The Value of Multiple Perspectives
Alternative cultural frameworks offer profound insights for understanding environmental grief, but they also highlight the limitations of any single approach. Environmental grief is a complex human experience that may require multiple frameworks and approaches to fully understand and address.
Rather than seeing environmental grief as something to be diagnosed and treated solely within Western psychological frameworks, we might benefit from:
Multiple ways of understanding that draw on various cultural perspectives while respecting their origins and contexts.
Diverse therapeutic approaches that might include individual therapy, community support, ritual and ceremony, environmental action, and spiritual practices.
Cultural humility that recognizes the limits of any single perspective and remains open to learning from other approaches.
Collaborative approaches that bring together different types of knowledge and expertise while maintaining respect for cultural boundaries.
Implications for Healing
These alternative perspectives suggest several important considerations for supporting people experiencing environmental grief:
Validation is crucial: Environmental grief is a natural human response that deserves the same respect and support as other forms of loss.
Community matters: Isolation intensifies grief, while community support and shared understanding can facilitate healing and action.
Connection supports resilience: Maintaining and strengthening connections to nature, even in damaged environments, can support both individual wellbeing and environmental stewardship.
Action provides meaning: Channeling grief into environmental action can transform pain into purpose while contributing to healing for both people and places.
Cultural context influences experience: People from different cultural backgrounds may experience and process environmental grief differently, requiring culturally responsive approaches to support.
As we continue to face unprecedented environmental challenges, we need all the wisdom we can gather about how to process grief, maintain hope, and take meaningful action. By expanding our understanding beyond dominant Western frameworks—while doing so with respect and cultural humility—we can develop more effective ways of supporting both individual healing and collective environmental stewardship.
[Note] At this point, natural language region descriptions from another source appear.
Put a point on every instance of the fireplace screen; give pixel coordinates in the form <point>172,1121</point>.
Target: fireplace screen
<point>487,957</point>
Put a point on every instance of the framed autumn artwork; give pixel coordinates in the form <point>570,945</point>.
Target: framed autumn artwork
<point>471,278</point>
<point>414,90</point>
Approaching Indigenous Knowledge with Respect
When seeking to learn from Indigenous perspectives on environmental relationships, it's essential to:
Prioritize Indigenous voices: Seek out books, articles, and presentations by Indigenous scholars, activists, and community members themselves
Understand context: Recognize that Indigenous knowledge systems are complex and diverse, varying significantly between different communities and cultures
Avoid appropriation: Learn from principles and frameworks rather than adopting specific practices that may be sacred or culturally specific
Support Indigenous rights: Recognize that Indigenous communities often lead environmental protection efforts and face ongoing challenges related to land rights and environmental justice
Build authentic relationships: Approach learning as an ongoing relationship rather than one-time information gathering
Resources for Respectful Learning
Indigenous Environmental Leaders and Scholars:
Robin Wall Kimmerer (Potawatomi) - Botanist and author of "Braiding Sweetgrass"
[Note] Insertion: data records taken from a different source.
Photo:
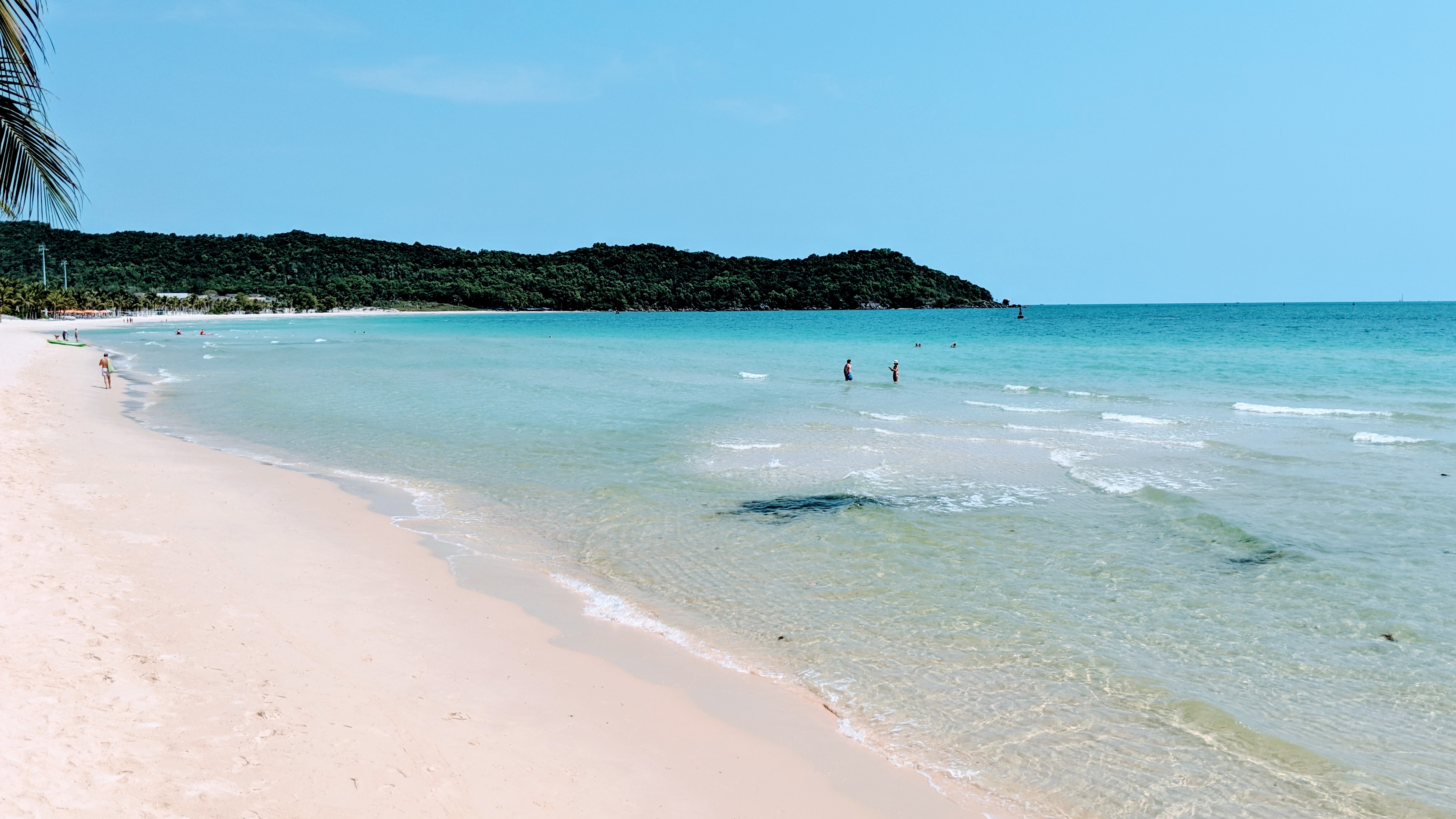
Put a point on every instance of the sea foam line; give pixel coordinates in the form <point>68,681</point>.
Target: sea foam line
<point>1010,409</point>
<point>428,505</point>
<point>1107,435</point>
<point>1138,419</point>
<point>1270,410</point>
<point>1378,438</point>
<point>612,608</point>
Winona LaDuke (Anishinaabe) - Environmental activist and founder of Honor the Earth
Kyle Whyte (Potawatomi) - Environmental justice scholar
Leanne Betasamosake Simpson (Nishnaabeg) - Scholar and author on Indigenous resurgence
Organizations:
Indigenous Environmental Network - Indigenous-led environmental justice organization
Honor the Earth - Indigenous environmental advocacy
Cultural Survival - Supporting Indigenous peoples' rights and cultures worldwide
Indigenous Climate Action - Indigenous perspectives on climate change
Note: This post aims to highlight the value of multiple cultural perspectives on environmental grief while maintaining respect for Indigenous knowledge systems. For deeper understanding of specific Indigenous approaches, seek out Indigenous-authored sources and organizations.